Speaker: Bhangya Bhukya is a Fulbright-Nehru Visiting Professor at the University of Pennsylvania and Professor of history at the University of Hyderabad, India. He studied at the University of Warwick, UK, for his Ph.D, and was a British Council Visiting Fellow at SOAS, University of London. His most influential works on Adivasi society include Subjugated Nomads: The Lambadas under the Rule of the Nizams (2010) and The Roots of the Periphery: A History of the Gonds of Deccan India (2017). Recently, he published, History of Modern Telangana, Hyderabad (2017). A Cultural History of Telangana, from the earliest to 1724, Hyderabad (2021). He is also a public intellectual involved in Adivasi and Dalit-Bahujan movements in India. 

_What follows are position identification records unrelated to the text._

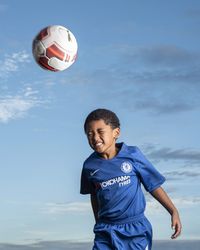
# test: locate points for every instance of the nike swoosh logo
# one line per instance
(93, 173)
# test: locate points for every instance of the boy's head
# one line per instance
(109, 117)
(102, 128)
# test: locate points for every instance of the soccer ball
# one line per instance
(55, 48)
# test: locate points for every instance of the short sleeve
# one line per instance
(86, 186)
(148, 174)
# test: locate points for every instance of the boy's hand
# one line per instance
(176, 225)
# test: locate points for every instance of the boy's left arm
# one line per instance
(160, 195)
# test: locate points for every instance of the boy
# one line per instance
(112, 175)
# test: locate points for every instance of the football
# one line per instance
(55, 48)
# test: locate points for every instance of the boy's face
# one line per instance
(102, 137)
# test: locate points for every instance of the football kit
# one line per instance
(116, 183)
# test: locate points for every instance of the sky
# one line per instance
(140, 59)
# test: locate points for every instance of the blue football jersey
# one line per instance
(117, 182)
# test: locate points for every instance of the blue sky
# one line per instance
(139, 58)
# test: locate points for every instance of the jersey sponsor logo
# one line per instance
(94, 172)
(120, 180)
(126, 167)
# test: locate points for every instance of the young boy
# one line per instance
(112, 175)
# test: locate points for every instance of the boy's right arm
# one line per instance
(94, 203)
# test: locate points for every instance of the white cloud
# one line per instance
(11, 63)
(62, 208)
(17, 106)
(181, 202)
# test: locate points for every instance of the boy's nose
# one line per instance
(96, 137)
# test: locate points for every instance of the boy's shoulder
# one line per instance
(90, 159)
(135, 153)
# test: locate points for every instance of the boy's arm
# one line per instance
(94, 203)
(160, 195)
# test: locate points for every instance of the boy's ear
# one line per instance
(116, 133)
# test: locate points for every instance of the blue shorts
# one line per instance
(133, 235)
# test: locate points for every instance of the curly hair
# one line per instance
(109, 117)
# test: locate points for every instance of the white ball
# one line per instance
(55, 48)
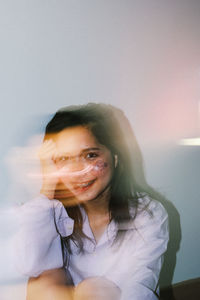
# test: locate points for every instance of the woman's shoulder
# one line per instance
(148, 210)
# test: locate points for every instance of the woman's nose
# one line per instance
(76, 164)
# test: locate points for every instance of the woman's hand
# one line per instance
(47, 154)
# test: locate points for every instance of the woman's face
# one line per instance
(85, 166)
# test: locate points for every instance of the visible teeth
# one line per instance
(84, 184)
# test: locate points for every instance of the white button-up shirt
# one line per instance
(133, 264)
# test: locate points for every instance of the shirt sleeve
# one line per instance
(138, 270)
(41, 223)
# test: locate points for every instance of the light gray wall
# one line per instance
(142, 56)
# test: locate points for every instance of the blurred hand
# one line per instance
(47, 154)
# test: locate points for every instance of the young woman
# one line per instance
(91, 233)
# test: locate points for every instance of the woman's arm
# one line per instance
(55, 285)
(137, 272)
(37, 241)
(50, 285)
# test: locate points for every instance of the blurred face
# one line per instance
(85, 166)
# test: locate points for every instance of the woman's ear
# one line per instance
(116, 160)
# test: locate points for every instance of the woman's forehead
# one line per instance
(75, 140)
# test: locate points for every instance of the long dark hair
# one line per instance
(111, 128)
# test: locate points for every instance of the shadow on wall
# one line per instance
(169, 264)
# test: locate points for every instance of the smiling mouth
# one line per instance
(83, 185)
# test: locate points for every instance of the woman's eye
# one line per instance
(91, 155)
(61, 159)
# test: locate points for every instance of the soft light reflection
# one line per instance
(190, 142)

Moderated by: Ajantha Subramanian, Professor of Anthropology and South Asian Studies and Mehra Family Professor of South Asian Studies at Harvard University

Prof. Subramanian’s research interests include political economy, political ecology, colonialism and postcoloniality, space, citizenship, South Asia, and the South Asian diaspora. Her first book Shorelines: Space and Rights in South India (Stanford University Press, 2009), chronicles the struggles for resource rights by Catholic fishers on India’s southwestern coast, with a focus on how they have used spatial imaginaries and practices to constitute themselves as political subjects. Her second book, The Caste of Merit: Engineering Education in India (Harvard University Press, 2019)tracks the relationship between meritocracy and democracy in India on order to understand the production of merit as a form of caste property and its implications for democratic transformation.